Terkait dengan angka prevalensi stunting di Jateng, Suwarno mengatakan pada tahun 2022 tercatat sebesar 20,9 persen dan pada tahun 2023 berdasarkan Studi Status Gizi Indonesia (SSGI) sebesar 20,8 persen yang berarti dalam satu tahun hanya bisa menurunkan 0,1 persen.

Ia mengaku prihatin karena BKKBN Jateng sudah berusaha melibatkan berbagai pihak termasuk BPD dan kecamatan dalam upaya menurunkan angka prevalensi stunting namun ternyata penurunannya sedikit.

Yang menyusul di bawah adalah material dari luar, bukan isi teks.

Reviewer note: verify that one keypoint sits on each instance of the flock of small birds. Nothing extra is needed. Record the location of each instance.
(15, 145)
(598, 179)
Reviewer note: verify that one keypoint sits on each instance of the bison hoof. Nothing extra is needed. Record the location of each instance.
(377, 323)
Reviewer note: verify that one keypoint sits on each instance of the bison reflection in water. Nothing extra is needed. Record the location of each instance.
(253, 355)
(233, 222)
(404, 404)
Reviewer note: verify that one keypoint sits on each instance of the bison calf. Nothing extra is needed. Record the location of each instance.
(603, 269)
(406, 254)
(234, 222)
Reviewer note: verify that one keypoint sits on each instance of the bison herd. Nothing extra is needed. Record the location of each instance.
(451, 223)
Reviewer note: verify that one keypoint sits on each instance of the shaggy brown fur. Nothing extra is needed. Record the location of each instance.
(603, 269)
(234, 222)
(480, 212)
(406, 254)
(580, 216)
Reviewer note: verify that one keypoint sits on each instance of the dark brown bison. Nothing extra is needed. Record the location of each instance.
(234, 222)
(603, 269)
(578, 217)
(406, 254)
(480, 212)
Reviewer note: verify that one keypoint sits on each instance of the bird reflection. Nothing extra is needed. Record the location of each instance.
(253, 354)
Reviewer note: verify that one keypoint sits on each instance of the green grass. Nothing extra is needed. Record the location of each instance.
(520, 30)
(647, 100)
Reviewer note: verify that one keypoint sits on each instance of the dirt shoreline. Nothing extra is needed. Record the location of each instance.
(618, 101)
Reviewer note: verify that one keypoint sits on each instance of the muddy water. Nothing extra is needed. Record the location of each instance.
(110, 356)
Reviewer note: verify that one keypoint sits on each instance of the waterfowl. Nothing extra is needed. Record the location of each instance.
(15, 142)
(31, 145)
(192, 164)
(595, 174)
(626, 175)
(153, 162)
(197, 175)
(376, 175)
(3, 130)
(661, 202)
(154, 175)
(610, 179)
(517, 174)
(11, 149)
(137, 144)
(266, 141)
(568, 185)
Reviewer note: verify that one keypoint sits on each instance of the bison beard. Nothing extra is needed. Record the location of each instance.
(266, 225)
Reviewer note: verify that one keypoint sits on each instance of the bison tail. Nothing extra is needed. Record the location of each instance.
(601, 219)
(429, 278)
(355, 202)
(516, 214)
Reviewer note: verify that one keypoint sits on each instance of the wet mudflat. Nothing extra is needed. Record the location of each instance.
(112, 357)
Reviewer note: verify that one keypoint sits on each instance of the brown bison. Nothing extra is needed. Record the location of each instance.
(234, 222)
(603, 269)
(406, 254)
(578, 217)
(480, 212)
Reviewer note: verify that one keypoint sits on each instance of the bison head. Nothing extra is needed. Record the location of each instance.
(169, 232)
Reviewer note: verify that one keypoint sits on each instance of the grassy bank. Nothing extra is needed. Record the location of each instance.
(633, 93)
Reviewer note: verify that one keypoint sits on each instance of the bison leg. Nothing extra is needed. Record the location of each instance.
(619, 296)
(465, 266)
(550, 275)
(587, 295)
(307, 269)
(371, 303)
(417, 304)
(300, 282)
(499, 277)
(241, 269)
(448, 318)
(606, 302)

"Berdasarkan analisis saya waktu kami memberikan pelatihan pada tahun 2022, itu dilaksanakan pada bulan November-Desember. Jadi pada bulan November-Desember, Pak Camat baru dikasih orientasi pemahaman tentang itu, termasuk BPD," katanya.

Dengan demikian, kata dia, waktu untuk melakukan aksi percepatan penurunan stunting sangat mepet karena pada bulan Desember sudah harus dilakukan evaluasi.

Oleh karena itu, lanjut dia, dengan diadakannya orientasi bagi BPD diharapkan dalam satu tahun ke depan terjadi penurunan kasus stunting sesuai harapan atau minimal 3,5 persen.

Kendati demikian, dia mengakui untuk bisa mencapai target prevalensi stunting yang sebesar 14 persen pada tahun 2024 sangat berat karena saat sekarang di Jateng masih sebesar 20,8 persen, sehingga dalam satu tahun ke depan harus bisa turun 6 persen.

Terkait dengan hal itu, dia mengatakan komitmen dari atas sampai bawah harus betul-betul dijalankan secara maksimal.

"Komitmennya sudah ada sih, dari gubernur sudah membentuk Tim Percepatan Penurunan Stunting sampai di tingkat desa itu ada semua. Cuma cara kerjanya belum begitu maksimal," katanya.

Menurut dia, hal itu diakui oleh penyelenggaraan percepatan penurunan stunting bahwa selama ini kegiatan yang dilakukan lebih terfokus pada advokasi dan sosialisasi, namun aksi pengalokasian anggaran untuk intervensi penurunan seperti pemberian gizi bagi balita stunting masih kecil.

"Padahal anggaran untuk intervensi sangat dibutuhkan, sehingga harus ditingkatkan lagi," tegas Suwarno.